Migraine is a chronic episodic disorder that has been linked to abnormalities in serotonin signaling and abnormal function of a presynaptic voltage-gated calcium channel, CACNA1A. Although the importance of serotonin to migraine tendency suggests a link between serotonergic signaling and CACNA1A function, the nature of this connection remains unclear in vertebrate studies. This article reviews findings, based on an invertebrate model of CACNA1A dysfunction, which suggest a potential connection between serotonergic and calcium channel abnormalities in migraine. Neurons of the invertebrate species Caenorhabditis elegans express a voltage-gated calcium channel, UNC-2, which is the closest ortholog in C. elegans of human CACNA1A. Mutations in unc-2
, the gene that encodes this invertebrate channel, cause the animals to be lethargic and uncoordinated. By identifying the genes that could be altered in such a way as to suppress the lethargic phenotype of unc-2
, a signaling pathway has been identified through which UNC-2 calcium channel function antagonizes a transforming growth factor-beta (TGF-beta) pathway modulating locomotion. In C. elegans, serotonergic signaling can inhibit the rate of movement.

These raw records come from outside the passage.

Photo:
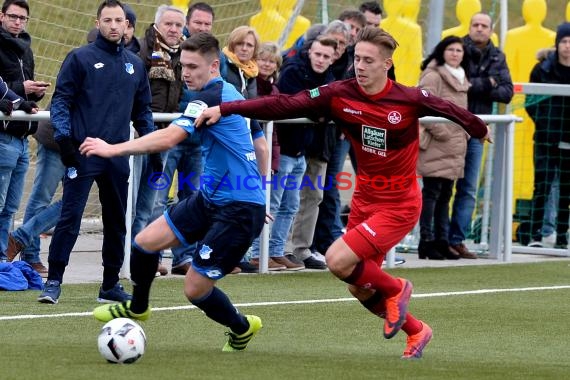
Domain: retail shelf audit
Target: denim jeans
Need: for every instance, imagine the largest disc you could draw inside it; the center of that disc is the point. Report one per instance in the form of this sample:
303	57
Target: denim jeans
14	162
466	193
303	230
434	218
546	169
40	216
329	225
111	176
29	233
551	208
185	157
283	204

The UNC-2/transforming growth factor-beta pathway identified regulates the expression of a gene encoding the rate-limiting enzyme for serotonin synthesis, tryptophan hydroxylase. The evolutionary and functional relationship between the UNC-2 channel and the migraine-associated CACNA1A channel was further confirmed through experiments showing that transgenic expression of human CACNA1A can suppress the lethargic and serotonin-deficient phenotypes of unc-2
mutant animals. The findings in this invertebrate model constitute the first direct demonstration of how CACNA1A function might affect the levels of serotonin, a neurotransmitter known to be important in migraine.